Lathrop R H
Department of Information and Computer Science, University of California, Irvine 92697, USA.
J Comput Biol. 1999 Fall-Winter;6(3-4):405-18. doi: 10.1089/106652799318355.
This paper describes a novel anytime branch-and-bound or best-first threading search algorithm for gapped block protein sequence-structure alignment with general sequence residue pair interactions. The new algorithm (1) returns a good approximate answer quickly, (2) iteratively improves that answer to the global optimum if allowed more time, (3) eventually produces a proof that the final answer found is indeed the global optimum, and (4) always terminates correctly within a bounded number of steps if allowed sufficient space and time. It runs in polynomial space, which is asymptotically dominated by the theta(m2ñ2) space required by the lower bound computation. Using previously published data sets and the Bryant-Lawrence (1993) objective function, the algorithm found the true (proven) global optimum in less than 5 min in all search spaces size 10(25) or smaller (sequences to 478 residues), and a putative (not guaranteed) optimum in less than 5 hr in all search spaces size 10(60) or smaller (sequences to 793 residues, cores to 42 secondary structure segments). The threading in the largest case studied was eventually proven to be globally optimal; the corresponding search speed in that case was the equivalent of 1.5 x 10(56) threadings/sec, a speed-up exceeding 10(25) over previously published batch branch-and-bound speeds, and exceeding 10(50) over previously published exhaustive search speeds, using the same objective function and threading paradigm. Implementation-independent measures of search efficiency are defined for equivalent branching factor, depth, and probability of success per draw; empirical data on these measures are given. The general approach should apply to other alignment methodologies and search methods that use a divide-and-conquer strategy.
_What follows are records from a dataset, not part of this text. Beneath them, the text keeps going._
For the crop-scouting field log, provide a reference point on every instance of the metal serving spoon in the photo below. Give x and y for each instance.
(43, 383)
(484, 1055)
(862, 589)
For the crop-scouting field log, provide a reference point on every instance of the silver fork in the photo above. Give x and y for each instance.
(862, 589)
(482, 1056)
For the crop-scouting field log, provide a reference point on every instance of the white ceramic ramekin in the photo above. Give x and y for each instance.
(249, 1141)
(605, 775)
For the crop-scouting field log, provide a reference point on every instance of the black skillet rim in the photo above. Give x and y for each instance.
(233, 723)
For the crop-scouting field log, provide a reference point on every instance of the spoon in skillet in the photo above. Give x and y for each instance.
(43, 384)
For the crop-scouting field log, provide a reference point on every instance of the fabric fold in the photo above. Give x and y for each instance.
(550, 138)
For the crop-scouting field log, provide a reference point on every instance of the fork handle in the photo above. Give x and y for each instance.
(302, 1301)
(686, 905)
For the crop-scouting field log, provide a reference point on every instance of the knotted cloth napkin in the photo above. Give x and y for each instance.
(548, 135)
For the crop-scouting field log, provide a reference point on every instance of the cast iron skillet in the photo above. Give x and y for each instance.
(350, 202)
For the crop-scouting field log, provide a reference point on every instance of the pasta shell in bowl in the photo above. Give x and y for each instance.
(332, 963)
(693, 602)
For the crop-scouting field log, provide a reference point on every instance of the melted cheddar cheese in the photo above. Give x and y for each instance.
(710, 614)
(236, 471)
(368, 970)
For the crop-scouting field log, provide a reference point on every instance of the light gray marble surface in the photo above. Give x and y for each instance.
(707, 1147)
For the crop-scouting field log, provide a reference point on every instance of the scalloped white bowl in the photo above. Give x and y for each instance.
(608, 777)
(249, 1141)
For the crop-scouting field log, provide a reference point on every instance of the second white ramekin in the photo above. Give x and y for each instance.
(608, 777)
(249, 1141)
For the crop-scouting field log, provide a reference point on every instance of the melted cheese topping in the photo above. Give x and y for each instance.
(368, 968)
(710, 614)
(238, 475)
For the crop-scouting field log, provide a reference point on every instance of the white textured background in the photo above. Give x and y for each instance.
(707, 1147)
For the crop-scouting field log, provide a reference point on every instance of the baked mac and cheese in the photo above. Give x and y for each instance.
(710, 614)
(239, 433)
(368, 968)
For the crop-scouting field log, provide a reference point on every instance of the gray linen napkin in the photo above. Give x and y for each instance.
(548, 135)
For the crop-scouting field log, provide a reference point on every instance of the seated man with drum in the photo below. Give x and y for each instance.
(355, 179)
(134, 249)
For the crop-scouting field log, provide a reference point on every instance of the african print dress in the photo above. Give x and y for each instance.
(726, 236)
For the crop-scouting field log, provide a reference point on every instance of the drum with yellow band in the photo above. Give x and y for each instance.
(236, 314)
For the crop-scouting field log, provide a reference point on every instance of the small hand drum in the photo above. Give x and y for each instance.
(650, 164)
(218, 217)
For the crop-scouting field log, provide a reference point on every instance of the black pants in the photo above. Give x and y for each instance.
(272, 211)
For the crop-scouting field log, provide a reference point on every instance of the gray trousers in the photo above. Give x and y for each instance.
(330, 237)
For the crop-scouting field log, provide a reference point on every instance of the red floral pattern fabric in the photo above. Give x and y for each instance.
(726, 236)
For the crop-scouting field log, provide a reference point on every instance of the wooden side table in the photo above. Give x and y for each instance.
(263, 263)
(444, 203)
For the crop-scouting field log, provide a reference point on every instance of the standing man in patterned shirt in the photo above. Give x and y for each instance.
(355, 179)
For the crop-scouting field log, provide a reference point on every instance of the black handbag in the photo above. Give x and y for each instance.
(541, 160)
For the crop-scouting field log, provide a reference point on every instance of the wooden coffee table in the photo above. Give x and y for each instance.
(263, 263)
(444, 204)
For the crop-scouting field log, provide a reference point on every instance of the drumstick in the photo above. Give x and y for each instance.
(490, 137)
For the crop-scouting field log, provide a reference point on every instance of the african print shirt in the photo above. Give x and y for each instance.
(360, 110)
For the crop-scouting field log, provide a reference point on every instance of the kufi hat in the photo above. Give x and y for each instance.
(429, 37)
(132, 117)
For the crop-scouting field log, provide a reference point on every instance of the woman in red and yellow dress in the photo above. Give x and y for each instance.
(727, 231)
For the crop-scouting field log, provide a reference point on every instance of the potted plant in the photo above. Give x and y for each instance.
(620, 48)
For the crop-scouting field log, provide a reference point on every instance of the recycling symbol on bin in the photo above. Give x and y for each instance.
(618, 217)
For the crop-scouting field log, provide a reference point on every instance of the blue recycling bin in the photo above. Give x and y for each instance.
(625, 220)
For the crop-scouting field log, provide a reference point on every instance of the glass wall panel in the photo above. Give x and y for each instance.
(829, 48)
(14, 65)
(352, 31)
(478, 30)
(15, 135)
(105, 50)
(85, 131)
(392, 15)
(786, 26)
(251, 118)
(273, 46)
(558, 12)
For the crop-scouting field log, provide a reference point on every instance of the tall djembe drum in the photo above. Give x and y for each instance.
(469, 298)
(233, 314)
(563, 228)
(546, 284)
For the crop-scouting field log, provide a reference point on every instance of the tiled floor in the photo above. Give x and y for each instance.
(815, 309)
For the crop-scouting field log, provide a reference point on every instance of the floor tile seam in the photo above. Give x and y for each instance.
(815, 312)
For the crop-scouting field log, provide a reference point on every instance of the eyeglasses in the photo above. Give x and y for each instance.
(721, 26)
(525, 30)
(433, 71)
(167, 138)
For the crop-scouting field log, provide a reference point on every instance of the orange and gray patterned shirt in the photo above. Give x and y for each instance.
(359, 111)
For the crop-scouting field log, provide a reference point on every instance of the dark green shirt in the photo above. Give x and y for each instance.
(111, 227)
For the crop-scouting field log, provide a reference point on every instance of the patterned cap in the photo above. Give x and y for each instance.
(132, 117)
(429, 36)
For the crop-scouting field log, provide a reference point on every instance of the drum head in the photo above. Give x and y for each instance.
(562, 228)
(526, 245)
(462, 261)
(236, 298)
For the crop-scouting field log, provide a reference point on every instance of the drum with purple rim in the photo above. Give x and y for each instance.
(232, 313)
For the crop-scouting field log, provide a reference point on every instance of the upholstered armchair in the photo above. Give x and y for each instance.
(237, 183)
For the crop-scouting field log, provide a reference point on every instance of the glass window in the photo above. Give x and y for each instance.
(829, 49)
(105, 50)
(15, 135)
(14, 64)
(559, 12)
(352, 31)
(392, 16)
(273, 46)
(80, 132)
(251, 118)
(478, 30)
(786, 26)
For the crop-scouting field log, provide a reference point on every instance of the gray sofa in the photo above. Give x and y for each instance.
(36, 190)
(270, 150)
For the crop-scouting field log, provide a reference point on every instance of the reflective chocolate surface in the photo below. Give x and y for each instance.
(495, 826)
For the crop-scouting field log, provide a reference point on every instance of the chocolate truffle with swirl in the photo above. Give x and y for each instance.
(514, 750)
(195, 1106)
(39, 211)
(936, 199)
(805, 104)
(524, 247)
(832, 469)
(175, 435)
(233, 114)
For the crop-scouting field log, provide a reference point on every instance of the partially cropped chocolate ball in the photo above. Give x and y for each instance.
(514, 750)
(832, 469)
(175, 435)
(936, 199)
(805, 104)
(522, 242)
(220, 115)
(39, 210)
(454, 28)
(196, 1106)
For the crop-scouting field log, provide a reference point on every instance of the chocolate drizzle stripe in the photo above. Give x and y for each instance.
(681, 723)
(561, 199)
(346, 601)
本文描述了一种新颖的随时可用的分支定界法或最佳优先穿线搜索算法,用于带空位的蛋白质序列-结构比对,并考虑一般序列残基对相互作用。新算法具有以下特点:(1)能快速给出一个较好的近似答案;(2)如果有更多时间,可迭代地将该答案改进为全局最优解;(3)最终能给出证明,表明找到的最终答案确实是全局最优解;(4)如果有足够的空间和时间,总能在有限步数内正确终止。它在多项式空间中运行,其渐近复杂度由下界计算所需的theta(m2ñ2)空间主导。使用先前发表的数据集和Bryant-Lawrence(1993)目标函数,该算法在所有大小为10(25)或更小的搜索空间(序列长度达478个残基)中,不到5分钟就能找到真正(已证明)的全局最优解;在所有大小为10(60)或更小的搜索空间(序列长度达793个残基,核心区域达42个二级结构片段)中,不到5小时就能找到一个假定(未保证)的最优解。在所研究的最大案例中,穿线最终被证明是全局最优的;在该案例中,相应的搜索速度相当于每秒1.5 x 10(56)次穿线,与先前发表的批量分支定界速度相比,加速超过10(25),与先前发表的穷举搜索速度相比,加速超过10(50),且使用相同的目标函数和穿线范式。针对等效分支因子、深度和每次抽取的成功概率,定义了与实现无关的搜索效率度量;并给出了这些度量的经验数据。该通用方法应适用于其他使用分治法策略的比对方法和搜索方法。